An EMR cluster consists of three types of instances: master instances, core instances, and task instances.
You can select ultra disks, SSD disks, and local disks for EMR storage. Performance of different disks is: SSD disks > local disks > ultra disks.
EMR underlying storage supports OSS (standard OSS only) and HDFS. OSS has a higher data availability than HDFS. The data availability of OSS is 99.99999999%, while the data availability of HDFS depends on the reliability of cloud disk or local disk storage.
Storage prices are as follows:
- Instance with local disks: 0.003 USD/GB/month.
- OSS standard storage: 0.02 USD/GB/month.
- Ultra disk storage: 0.05 USD/GB/month.
- SSD disk storage: 0.143 USD/GB/month.
Select EMR configuration
Select master instance configuration
Master instances are used to deploy the master processes of Hadoop, such as NameNode and ResourceManager.
We recommend that you enable high availability on production clusters. High availability is available for EMR components such as HDFS, YARN, Hive, and HBase. We recommend that you enable high availability in the "Cluster configuration" step when you create the cluster. If high availability is not enabled when you create an EMR cluster, it cannot be enabled later.
Master instances are used to store HDFS metadata and component log files. They are compute-intensive with low disk I/O requirements. HDFS metadata is stored in memory. The minimum recommended memory size is 16 GB based on the number of files.
Select core instance configuration
Core instances are used to store data, run computing tasks and processes such as DataNode and NodeManager.
If the amount of data stored in HDFS (3 backups) exceeds 60 TB, we recommend that you use instances with local disks (ECS d1instances and ECS d1ne instances). The local disk capacity is calculated as follows: (the number of CPU cores/2) * 5.5 TB * the number of instances. For example, if you purchase four d1 instances with 8 cores, the local disk capacity is: 8/2 * 5.5 * 4=88 TB. HDFS requires three backups. Therefore, you need to buy at least three instances that use local disks. We recommend that you purchase at least four instances for data reliability and disk recovery.

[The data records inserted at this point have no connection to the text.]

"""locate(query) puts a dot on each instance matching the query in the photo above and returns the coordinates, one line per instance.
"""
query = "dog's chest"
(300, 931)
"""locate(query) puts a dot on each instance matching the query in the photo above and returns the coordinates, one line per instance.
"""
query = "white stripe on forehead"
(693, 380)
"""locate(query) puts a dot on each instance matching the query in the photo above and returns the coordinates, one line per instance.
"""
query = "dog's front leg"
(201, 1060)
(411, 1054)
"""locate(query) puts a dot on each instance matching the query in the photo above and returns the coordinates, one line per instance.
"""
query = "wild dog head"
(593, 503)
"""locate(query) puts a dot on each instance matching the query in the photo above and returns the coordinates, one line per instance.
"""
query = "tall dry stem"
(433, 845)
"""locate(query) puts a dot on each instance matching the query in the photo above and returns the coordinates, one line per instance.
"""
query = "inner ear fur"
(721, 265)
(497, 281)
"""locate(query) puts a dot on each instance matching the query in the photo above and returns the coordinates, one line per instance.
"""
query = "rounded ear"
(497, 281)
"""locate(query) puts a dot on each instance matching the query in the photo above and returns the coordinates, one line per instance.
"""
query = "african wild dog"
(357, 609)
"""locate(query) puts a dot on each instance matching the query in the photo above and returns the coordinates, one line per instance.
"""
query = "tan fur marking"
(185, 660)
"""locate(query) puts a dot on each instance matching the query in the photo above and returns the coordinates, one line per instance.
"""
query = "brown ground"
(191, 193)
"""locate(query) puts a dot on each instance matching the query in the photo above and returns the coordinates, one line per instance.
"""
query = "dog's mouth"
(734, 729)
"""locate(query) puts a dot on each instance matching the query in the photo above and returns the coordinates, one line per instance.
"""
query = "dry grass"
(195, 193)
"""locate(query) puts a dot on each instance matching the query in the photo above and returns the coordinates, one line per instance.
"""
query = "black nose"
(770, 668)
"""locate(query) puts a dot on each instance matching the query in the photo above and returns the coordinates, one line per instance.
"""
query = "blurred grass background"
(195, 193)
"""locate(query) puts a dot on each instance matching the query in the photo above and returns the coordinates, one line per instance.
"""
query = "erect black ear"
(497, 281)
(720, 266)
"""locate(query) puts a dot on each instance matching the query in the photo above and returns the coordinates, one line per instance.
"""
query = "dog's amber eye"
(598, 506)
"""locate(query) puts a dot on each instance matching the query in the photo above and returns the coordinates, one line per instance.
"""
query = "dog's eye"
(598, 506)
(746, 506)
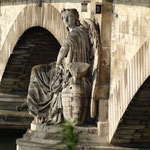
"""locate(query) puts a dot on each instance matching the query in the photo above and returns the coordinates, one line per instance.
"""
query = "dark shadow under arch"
(35, 46)
(134, 127)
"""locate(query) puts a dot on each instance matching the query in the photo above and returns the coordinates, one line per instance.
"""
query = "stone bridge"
(31, 33)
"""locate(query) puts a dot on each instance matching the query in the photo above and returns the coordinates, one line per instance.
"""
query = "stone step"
(23, 144)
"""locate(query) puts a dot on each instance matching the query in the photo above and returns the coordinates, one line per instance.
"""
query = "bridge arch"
(47, 17)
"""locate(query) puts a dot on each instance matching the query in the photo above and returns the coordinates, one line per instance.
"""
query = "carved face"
(69, 19)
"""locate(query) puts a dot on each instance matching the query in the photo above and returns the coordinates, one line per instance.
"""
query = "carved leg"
(103, 124)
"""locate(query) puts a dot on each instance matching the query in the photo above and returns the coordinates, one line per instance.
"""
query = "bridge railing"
(136, 72)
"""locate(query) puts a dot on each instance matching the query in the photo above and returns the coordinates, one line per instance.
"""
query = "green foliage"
(70, 137)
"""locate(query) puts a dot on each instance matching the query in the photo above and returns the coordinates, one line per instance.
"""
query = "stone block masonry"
(129, 55)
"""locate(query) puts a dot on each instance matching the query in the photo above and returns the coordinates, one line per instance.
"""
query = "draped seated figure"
(62, 89)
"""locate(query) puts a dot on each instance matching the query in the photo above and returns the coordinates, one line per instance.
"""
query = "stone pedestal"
(41, 137)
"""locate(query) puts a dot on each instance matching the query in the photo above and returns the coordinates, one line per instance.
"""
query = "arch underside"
(134, 127)
(47, 17)
(136, 72)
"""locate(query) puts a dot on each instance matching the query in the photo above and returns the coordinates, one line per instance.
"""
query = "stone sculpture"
(65, 86)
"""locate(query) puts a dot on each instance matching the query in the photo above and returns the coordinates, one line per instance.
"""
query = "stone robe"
(47, 82)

If the amount of data stored in HDFS is less than 60 TB, you can use ultra disks or SSD disks.
Select task instance configuration
Task instances are used when the CPUs and memory of core instances have insufficient computing capability. Task instances do not store data or run DataNode. You can estimate the number of instances based on CPU and memory requirements.
Select a zone
We recommend that you deploy EMR and your business system in the same zone and region.